Dieser Stempel ist aus München von der dortigen Zensur.
Der Brief selbst weist zwei Zensurstempel auf, der zweite ist aus Esslingen; der Brief ging dann weiter in die USA.

Interessant finde ich die Rückseite; ich nehme an, der Absender hatte einen sehr schönen Adressaufkleber und auch die Stempelchen drum herum auch:
@ Eilean [#378]
der Absender hatte einen sehr schönen Adressaufkleber und auch die Stempelchen drum herum auch
Hallo Andreas,
schau mal hier rein:
http://www.philaseiten.de/cgi-bin/index.pl?PR=127034
der Absender hatte überhaupt viele "nette Stempelchen"! ;-)
Viele Grüße,
Peter
@ Eilean [#378]
Der Brief selbst weist zwei Zensurstempel auf, der zweite ist aus Esslingen; der Brief ging dann weiter in die USA.
Beide Zensurstempel stammen aus München!
Gruß
Thomas
@ Eilean [#349]
Der zweizeilige "Gebühr bezahlt"-Stempel stammt von Oberstdorf und der einzeilige "Gebühr bezahlt"-Stempel von München 1. Hier war natürlich das Richter-Handbuch: "Barfrankaturen in den vier Besatzungszonen Deutschlands und in Berlin 1945-1949" hilfreich.
Viele Grüße
Ulrich
@ TomWolf_de [#380]
Danke für die Info. Habe nun den Riemer "Postzensur der Alliierten..." hierzu mal genau gelesen, die Liste auf S. 14 ist ja gar nicht diejenige welche, sondern der Text auf S. 15 f., es geht also von ca. 10000 bis 11500.
Danke für den Hinweis!
Gruß
Andreas
@ GSFreak [#381]
Ich lerne hier nie aus, man kann die Stempel sogar bis aufs Postamt genau zurückverfolgen?
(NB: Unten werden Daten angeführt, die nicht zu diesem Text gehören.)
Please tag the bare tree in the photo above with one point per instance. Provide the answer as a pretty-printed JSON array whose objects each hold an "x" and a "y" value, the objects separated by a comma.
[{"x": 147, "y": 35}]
Dann werden sie in meine Sammlung aufgenommen werden.
Dann werde ich mir mal dieses Büchlein zulegen.
Und lobe mir, wenn das Postamt auch dazustempelt, wer es ist.

aus 1948.
Gruß
Andreas
@ Eilean [#383]
Dann zeige ich heute einfach mal einen, der gar nicht in meine Zeit fällt, aber schön ist er:
Deutsche Verkehrsausstellung München:

Gruß
Andreas
Inspiriert durch die Beiträge bei Heuss und den Köpfen zeige ich mal eine Rundfunkgenehmigung sowie den Stempel des dazugehörigen, noch vorhandenen Umschlages. Freundlicherweise dank des Postamtes dort gleich mit Adresse:


Nur eine reine Genehmigung, daher auch nur der Stempel. Eine solche Verwendungsform hatte ich tatsächlich bislang noch nicht.
Gruß
Andreas


Ein Brief aus Australien, der noch weiter auf die Reise ging nach Weilheim. Zunächst vom BPA 1 Auslandstelle (ohne Fugen-S) und dann vom BA (Briefabgang?) abgestempelt, leider ist dieser Stempel so schlecht gestempelt, dass kein UB mehr zu sehen ist. Da heißt es dann wohl weiter Luftpost-Inbound-Weiterleitung suchen.
Gruß
Andreas
@ Eilean [#386]

Hier ein Eilbotenstempel aus Pasing aus 1963, links mit Amtskennzeichen, rechts mit der Nummer 14. Es gibt noch andere Formen von Pasing, in dieser Form gibt es meines Wissens derzeit aber nur die 4, 5, 7 und 14.
Gruß
Andreas
Heute mal ein alter Stempel aus München 12 / Schrenkstrasse vom 1. Mai 1903.
Ich muss gestehen, Schrenkstrasse hatte ich zuvor noch nie gehört, Querstraße zur Landsberger Richtung Schwanthalerhöh´. Sehr schön geschriebene Adresse. Wenn´s ums Weißbier geht, versteht man keinen Spaß.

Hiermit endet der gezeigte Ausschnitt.